From HGTV, take the structure. They plan, they edit, they decide what stays, they bring order to chaos. And that part is useful. But let’s take away the timeline pressure. You don’t have to reveal anything. You can work in chapters. Your home is an evolving project. It’s not a single makeover.
And from Hallmark, maybe we keep the calm, and the small rituals, the candles, a sense of comfort. We can just drop the illusion that it’s effortless. Calm takes upkeep, and that’s okay. You can have cozy and real life.
So maybe Beautiful Living is less about resisting those fantasies from the TV shows, and more about editing them for ourselves.
We can take what works for us right now, at this moment, we can leave what doesn’t work for us, and you know, you can let your own version of your home unfold at its own pace.

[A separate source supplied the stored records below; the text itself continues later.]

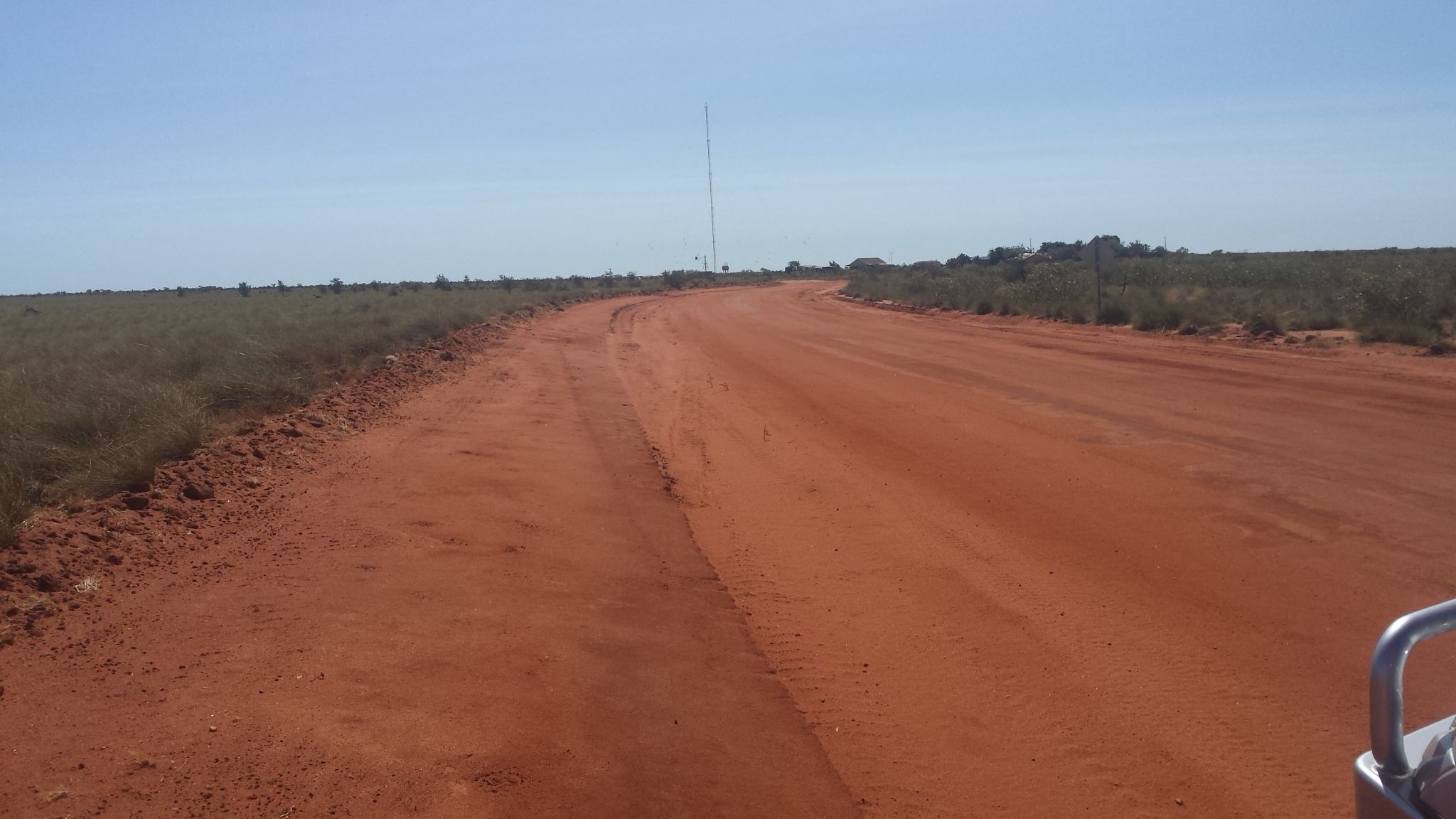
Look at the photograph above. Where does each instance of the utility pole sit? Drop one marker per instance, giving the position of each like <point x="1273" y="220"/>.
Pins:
<point x="712" y="222"/>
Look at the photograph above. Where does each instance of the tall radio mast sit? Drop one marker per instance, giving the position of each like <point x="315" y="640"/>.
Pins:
<point x="712" y="223"/>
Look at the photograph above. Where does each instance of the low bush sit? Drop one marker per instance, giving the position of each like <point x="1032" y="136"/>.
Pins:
<point x="1113" y="314"/>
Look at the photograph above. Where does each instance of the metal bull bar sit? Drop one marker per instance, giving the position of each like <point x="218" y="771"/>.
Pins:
<point x="1406" y="776"/>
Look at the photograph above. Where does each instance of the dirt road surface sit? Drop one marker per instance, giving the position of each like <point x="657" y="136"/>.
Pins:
<point x="771" y="552"/>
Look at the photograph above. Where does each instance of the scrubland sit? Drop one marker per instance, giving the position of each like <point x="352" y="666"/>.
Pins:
<point x="1406" y="296"/>
<point x="101" y="388"/>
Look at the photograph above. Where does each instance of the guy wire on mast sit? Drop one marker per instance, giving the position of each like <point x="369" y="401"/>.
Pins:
<point x="712" y="222"/>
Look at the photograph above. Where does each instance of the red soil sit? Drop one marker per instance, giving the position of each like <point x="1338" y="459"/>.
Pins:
<point x="904" y="566"/>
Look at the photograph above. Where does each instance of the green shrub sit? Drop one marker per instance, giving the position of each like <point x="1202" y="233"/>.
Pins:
<point x="1113" y="314"/>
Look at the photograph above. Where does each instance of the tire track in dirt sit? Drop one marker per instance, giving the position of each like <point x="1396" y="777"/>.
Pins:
<point x="487" y="605"/>
<point x="1086" y="570"/>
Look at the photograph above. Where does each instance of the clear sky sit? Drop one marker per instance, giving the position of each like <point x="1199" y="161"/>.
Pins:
<point x="158" y="143"/>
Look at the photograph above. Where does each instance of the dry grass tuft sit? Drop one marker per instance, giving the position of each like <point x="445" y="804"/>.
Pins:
<point x="102" y="388"/>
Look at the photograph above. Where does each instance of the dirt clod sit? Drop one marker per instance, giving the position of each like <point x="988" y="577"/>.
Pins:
<point x="198" y="491"/>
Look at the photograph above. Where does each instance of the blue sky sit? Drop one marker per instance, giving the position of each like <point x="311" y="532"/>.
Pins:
<point x="149" y="144"/>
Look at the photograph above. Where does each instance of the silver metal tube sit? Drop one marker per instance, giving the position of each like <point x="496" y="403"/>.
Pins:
<point x="1386" y="684"/>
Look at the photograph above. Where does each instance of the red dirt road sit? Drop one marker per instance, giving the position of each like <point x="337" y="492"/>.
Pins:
<point x="906" y="566"/>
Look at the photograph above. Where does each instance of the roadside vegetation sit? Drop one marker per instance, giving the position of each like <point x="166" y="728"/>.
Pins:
<point x="1406" y="296"/>
<point x="101" y="388"/>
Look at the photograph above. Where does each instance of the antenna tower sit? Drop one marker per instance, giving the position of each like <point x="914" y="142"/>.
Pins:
<point x="712" y="222"/>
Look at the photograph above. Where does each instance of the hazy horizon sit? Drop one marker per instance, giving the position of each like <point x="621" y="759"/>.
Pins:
<point x="186" y="146"/>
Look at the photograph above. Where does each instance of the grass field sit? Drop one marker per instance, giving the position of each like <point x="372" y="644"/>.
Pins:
<point x="1392" y="295"/>
<point x="101" y="388"/>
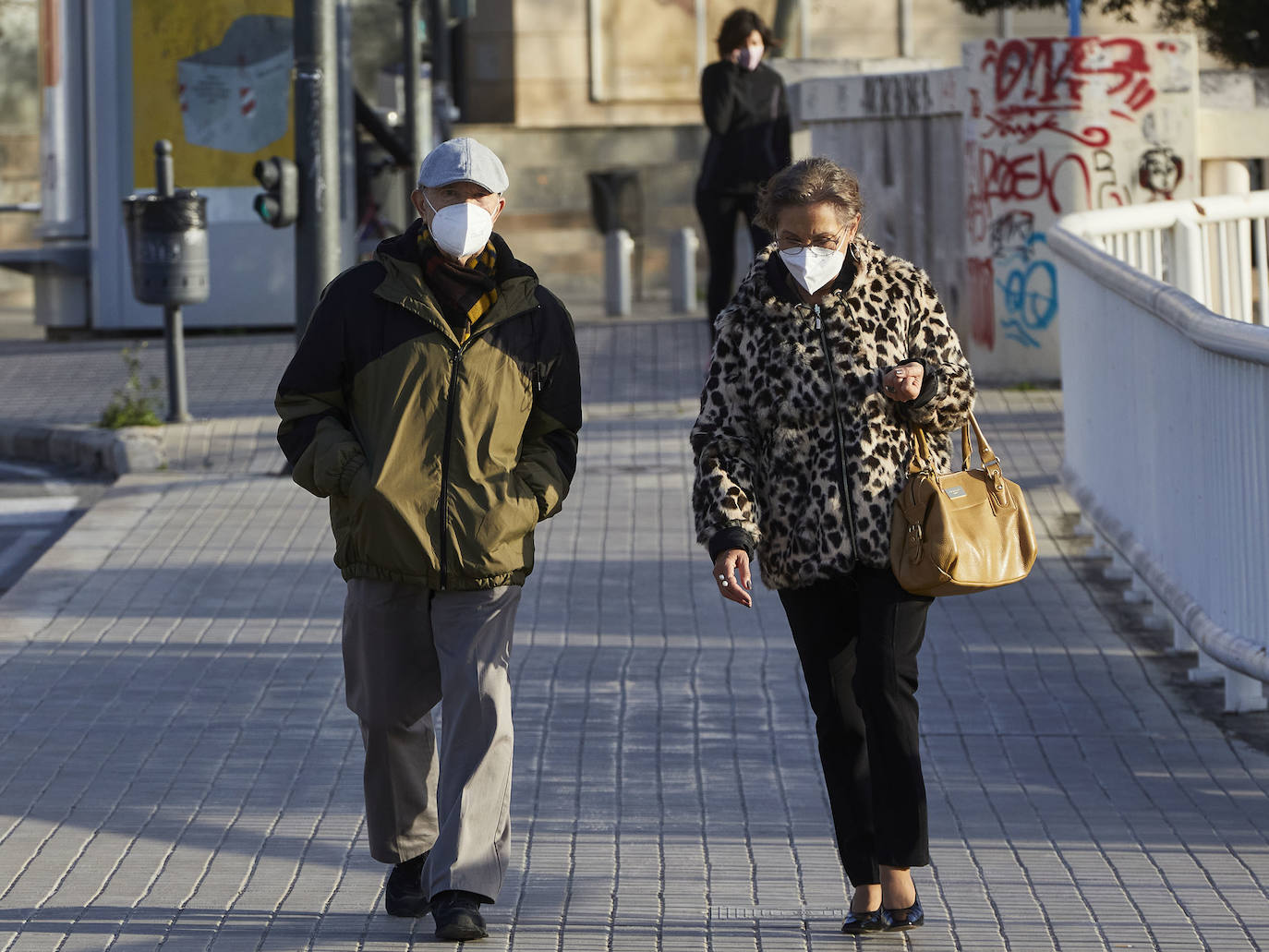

And I think that’s the part most people get overwhelmed by. You don’t have to pick one ideal, one specific goal for your home. You can be a little Housewives sparkle, a little HGTV systems, and a little Hallmark glow. That mix is where I think is where you’re going to find that your home actually supports you.
So the next time you’re watching these shows, say it out loud. Don’t compare. Don’t compare.
Observe instead.
Ask yourself what do I actually like about this? What does this make me long for or wish for? And how could I create a tiny, realistic version of that right here, in my own space?
You know, sometimes it’s as simple as lighting a candle before dinner. Or finally rearranging the living room furniture so you can hide the toys behind the couch. Or just letting one corner of your bedroom be calm instead of perfect.
That’s the part the cameras never show, right? The small, steady, personal version of transformation.
And that’s where Beautiful Living really happens.
So listen, if this episode took even just a tiny little bit of pressure off you feeling like your home won’t be great for the holidays, please share this with a friend who might need the same reminder, that her home doesn’t have to be camera-ready to be beautiful and supportive. OK?
And as you head into the season, let the shows just be what they are. Entertaining, inspiring, just over-the-top. And remember, the home you come back to at the end of the night? That’s the one that counts, ok?
Have a beautifully organized week, you guys. I’m Zee and I’ll see you on the next episode.